Che cosa si è votato e cosa succederà nei prossimi giorni

Il Parlamento Europeo oggi ha votato con sessione plenaria, l’approvazione di oggi dovrà essere ratificata dal Consiglio dell’Unione europea per poi entrare ufficialmente in vigore la prossima settimana. Il dispositivo prevede fondi per 672,5 miliardi di euro da distribuire entro il 2027. 312,5 miliardi sono sussidi, 360 miliardi saranno prestiti a basso tasso di interesse.

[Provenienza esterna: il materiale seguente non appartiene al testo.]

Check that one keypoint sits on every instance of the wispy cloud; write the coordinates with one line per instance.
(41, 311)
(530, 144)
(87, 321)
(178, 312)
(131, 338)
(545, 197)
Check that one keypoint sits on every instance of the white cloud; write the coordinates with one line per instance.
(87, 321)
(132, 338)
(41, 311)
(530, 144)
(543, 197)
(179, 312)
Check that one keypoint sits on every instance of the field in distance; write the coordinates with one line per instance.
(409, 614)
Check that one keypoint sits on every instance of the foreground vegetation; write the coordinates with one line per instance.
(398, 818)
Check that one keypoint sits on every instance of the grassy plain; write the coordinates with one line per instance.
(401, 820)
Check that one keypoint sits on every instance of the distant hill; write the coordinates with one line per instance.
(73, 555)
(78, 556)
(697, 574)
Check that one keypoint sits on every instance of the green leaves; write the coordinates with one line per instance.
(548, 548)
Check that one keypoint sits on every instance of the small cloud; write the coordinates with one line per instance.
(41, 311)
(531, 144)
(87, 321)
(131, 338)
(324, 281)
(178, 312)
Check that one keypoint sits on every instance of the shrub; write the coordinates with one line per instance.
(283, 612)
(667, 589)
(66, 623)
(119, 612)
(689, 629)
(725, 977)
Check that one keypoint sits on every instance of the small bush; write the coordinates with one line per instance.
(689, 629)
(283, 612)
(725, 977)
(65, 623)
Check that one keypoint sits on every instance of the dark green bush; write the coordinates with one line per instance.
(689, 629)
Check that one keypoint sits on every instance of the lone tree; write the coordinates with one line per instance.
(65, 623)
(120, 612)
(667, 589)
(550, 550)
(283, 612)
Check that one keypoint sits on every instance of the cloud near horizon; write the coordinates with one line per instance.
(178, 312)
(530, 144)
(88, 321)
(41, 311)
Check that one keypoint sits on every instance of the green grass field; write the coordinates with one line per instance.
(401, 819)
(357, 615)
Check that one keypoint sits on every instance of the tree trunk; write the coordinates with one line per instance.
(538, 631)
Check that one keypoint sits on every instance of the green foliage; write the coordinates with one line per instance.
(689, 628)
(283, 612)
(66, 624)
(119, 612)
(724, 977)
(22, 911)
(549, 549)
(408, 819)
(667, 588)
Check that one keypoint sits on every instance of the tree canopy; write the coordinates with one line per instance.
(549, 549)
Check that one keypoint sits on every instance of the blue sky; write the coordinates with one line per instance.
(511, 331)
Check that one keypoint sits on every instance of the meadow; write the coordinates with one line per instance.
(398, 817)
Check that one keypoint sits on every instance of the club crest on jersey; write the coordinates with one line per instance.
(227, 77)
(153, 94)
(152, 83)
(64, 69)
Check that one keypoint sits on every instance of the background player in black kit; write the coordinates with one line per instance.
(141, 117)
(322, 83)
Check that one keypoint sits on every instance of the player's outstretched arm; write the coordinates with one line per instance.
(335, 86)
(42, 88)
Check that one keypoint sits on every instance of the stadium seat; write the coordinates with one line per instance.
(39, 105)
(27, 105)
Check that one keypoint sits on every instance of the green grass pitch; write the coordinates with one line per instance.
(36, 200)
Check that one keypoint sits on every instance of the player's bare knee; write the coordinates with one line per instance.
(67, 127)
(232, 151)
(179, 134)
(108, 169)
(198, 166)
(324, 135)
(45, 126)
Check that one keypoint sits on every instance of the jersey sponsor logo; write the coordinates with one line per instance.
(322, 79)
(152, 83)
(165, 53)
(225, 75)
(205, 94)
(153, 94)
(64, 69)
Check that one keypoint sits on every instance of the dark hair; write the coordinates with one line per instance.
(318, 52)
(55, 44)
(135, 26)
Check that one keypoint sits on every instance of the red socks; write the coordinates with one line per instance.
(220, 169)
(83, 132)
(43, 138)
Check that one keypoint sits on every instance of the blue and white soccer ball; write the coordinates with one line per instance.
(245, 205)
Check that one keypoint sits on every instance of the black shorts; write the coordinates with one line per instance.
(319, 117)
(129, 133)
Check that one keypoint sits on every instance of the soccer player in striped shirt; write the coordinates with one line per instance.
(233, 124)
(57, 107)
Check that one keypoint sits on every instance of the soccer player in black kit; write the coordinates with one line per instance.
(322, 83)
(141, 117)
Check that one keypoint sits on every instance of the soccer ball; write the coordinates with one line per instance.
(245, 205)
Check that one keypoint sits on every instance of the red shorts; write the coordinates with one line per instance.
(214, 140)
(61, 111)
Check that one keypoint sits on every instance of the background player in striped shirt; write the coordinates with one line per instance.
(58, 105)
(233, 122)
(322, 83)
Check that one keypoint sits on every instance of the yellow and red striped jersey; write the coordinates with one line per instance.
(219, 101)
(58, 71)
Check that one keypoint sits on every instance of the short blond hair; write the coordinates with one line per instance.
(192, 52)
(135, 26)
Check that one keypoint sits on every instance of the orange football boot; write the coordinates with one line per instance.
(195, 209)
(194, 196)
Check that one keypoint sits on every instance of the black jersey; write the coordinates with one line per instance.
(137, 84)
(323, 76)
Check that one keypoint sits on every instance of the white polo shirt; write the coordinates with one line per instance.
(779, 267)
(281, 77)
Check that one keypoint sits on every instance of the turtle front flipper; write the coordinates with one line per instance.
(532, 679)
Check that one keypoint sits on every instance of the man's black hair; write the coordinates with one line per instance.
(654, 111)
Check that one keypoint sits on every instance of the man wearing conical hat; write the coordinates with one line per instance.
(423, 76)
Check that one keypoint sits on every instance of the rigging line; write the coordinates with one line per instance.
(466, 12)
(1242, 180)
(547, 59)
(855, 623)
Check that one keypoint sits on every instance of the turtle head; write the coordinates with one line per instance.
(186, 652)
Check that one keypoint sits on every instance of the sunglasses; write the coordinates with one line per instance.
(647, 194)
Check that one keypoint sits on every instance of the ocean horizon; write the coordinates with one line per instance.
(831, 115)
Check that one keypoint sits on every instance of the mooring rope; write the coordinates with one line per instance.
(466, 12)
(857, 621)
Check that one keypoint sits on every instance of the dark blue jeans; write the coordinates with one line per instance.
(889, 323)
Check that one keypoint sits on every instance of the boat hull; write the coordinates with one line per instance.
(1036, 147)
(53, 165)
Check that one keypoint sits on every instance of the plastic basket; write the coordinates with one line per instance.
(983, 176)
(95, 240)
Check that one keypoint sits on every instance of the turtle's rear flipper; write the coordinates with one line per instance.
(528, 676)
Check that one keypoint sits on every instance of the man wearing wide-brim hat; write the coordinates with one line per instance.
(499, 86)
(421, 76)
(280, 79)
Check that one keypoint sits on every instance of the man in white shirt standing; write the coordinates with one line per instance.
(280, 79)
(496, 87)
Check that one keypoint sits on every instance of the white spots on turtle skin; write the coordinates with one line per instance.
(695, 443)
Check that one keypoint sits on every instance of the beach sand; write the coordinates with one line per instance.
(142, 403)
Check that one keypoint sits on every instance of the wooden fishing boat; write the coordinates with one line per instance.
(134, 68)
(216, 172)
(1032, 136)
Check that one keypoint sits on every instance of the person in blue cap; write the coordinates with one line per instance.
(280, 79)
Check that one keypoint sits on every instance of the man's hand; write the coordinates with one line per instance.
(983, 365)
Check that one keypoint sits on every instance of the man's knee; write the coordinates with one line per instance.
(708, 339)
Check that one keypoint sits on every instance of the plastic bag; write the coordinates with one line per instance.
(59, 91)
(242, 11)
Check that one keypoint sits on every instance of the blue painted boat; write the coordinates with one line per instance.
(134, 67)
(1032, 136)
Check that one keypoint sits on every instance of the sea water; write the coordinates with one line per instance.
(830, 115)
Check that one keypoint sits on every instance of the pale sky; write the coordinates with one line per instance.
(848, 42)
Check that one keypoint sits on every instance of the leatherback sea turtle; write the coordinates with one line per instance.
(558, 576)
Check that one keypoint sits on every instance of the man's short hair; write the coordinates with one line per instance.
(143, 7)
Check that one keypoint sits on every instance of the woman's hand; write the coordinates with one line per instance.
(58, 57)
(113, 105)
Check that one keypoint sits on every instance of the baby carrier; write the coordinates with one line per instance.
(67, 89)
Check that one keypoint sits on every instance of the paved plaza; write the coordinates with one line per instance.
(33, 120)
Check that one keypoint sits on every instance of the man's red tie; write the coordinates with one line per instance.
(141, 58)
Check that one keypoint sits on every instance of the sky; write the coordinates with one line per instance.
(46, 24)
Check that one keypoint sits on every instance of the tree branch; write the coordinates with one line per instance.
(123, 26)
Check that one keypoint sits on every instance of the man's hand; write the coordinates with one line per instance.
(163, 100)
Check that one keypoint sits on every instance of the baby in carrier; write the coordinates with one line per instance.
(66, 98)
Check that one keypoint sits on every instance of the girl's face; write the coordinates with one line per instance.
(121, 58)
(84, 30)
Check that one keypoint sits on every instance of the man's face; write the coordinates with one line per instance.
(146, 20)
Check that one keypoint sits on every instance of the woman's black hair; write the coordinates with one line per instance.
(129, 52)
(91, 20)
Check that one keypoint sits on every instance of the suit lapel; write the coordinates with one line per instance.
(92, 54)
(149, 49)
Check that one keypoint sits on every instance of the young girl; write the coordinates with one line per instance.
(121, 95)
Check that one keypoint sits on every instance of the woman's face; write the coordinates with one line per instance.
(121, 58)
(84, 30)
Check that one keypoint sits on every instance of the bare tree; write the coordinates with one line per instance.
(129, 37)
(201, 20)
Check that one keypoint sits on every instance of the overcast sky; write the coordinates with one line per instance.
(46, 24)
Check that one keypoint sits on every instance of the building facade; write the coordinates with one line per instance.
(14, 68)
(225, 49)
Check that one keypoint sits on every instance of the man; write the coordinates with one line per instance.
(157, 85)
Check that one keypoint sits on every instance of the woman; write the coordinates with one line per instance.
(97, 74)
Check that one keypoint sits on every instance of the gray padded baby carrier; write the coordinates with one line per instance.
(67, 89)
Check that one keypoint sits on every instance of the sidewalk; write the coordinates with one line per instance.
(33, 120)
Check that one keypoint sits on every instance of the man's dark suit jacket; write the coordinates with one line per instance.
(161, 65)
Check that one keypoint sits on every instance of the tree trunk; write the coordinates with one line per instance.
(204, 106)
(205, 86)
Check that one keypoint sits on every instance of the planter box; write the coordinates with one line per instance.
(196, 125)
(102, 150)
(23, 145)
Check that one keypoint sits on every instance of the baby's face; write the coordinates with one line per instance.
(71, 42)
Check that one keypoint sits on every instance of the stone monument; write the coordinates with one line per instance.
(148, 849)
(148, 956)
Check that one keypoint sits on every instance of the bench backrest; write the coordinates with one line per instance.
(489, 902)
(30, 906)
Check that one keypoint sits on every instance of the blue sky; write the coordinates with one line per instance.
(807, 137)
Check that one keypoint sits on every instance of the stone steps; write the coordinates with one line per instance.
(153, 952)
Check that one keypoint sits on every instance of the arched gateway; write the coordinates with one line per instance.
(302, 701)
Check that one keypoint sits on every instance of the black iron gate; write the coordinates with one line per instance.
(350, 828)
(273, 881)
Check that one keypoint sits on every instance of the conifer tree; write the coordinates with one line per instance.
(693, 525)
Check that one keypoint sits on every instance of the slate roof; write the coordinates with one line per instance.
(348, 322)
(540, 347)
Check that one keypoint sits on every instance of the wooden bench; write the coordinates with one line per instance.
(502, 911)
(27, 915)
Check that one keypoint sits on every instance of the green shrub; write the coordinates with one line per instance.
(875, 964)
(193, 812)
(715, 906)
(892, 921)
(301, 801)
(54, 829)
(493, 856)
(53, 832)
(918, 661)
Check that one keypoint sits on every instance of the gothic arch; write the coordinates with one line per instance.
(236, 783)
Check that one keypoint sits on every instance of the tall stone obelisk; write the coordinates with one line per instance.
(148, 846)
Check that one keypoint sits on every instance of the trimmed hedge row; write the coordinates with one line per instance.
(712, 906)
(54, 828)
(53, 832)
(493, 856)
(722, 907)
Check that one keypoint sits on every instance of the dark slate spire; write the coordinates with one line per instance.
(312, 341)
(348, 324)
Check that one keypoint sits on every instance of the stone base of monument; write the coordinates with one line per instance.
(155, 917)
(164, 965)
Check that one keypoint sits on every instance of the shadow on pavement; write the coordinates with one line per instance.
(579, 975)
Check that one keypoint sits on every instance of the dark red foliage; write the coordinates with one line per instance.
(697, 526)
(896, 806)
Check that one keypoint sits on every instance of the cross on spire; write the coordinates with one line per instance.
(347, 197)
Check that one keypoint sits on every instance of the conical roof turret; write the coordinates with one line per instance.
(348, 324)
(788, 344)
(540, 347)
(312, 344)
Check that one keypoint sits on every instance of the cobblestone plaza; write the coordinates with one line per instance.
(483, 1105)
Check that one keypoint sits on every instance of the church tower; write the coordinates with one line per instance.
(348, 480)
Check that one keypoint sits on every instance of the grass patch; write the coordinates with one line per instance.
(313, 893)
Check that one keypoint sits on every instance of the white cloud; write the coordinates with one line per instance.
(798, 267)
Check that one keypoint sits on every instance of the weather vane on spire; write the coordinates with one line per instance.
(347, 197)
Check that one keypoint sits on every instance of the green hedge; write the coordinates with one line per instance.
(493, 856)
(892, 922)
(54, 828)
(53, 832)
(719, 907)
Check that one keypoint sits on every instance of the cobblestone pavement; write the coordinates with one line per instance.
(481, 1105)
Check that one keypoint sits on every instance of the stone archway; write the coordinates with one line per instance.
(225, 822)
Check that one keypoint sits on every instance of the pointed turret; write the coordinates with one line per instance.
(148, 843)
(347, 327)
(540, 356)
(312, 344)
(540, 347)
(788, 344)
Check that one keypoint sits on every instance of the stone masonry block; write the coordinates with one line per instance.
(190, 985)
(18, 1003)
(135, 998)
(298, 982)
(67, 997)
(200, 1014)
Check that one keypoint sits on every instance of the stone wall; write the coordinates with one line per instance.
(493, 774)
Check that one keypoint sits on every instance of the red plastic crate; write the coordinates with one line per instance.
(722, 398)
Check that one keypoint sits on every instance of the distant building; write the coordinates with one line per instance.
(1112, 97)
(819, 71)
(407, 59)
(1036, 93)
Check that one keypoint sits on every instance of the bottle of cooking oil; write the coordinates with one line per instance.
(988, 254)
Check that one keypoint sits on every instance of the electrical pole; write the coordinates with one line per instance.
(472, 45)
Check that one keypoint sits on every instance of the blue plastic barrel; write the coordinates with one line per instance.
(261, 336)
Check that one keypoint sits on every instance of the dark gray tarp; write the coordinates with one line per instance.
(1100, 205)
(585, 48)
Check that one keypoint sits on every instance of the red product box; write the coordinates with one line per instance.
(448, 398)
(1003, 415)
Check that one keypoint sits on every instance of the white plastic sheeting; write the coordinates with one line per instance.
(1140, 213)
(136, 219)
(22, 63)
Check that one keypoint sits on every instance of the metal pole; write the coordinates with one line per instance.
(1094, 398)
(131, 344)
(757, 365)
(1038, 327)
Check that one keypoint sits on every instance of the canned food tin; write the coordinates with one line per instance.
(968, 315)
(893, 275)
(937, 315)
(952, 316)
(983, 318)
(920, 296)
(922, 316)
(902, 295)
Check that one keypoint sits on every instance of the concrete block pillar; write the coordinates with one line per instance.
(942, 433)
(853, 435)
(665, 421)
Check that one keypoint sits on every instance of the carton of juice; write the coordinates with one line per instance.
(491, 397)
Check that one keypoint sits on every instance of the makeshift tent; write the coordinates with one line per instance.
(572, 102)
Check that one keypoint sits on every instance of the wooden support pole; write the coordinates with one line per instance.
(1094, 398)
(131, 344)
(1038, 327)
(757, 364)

Il commento del commissario Gentiloni

Il Commissario Ue per l’economia, Paolo Gentiloni ha definito il voto di oggi un passo storico.
Abbiamo fatto qualcosa di impensabile solo un anno fa: la creazione di uno strumento fondato sul debito comune per raggiungere obiettivi condivisi.
Per diversi mesi la Commissione ha lavorato intensamente con i governi per la stesura dei loro piani nazionali. Ora bisogna intensificare i nostri sforzi per essere sicuri di cogliere questa opportunità unica per cambiare le nostre economie per il bene di tutti i cittadini europei.
Sconfiggere il virus grazie ai vaccini è essenziale. Ma dobbiamo anche aiutare i cittadini, le imprese e le comunità a uscire dalla crisi economica. Il Recovery and Resilience Facility porterà 672,5 miliardi di euro proprio per questo.”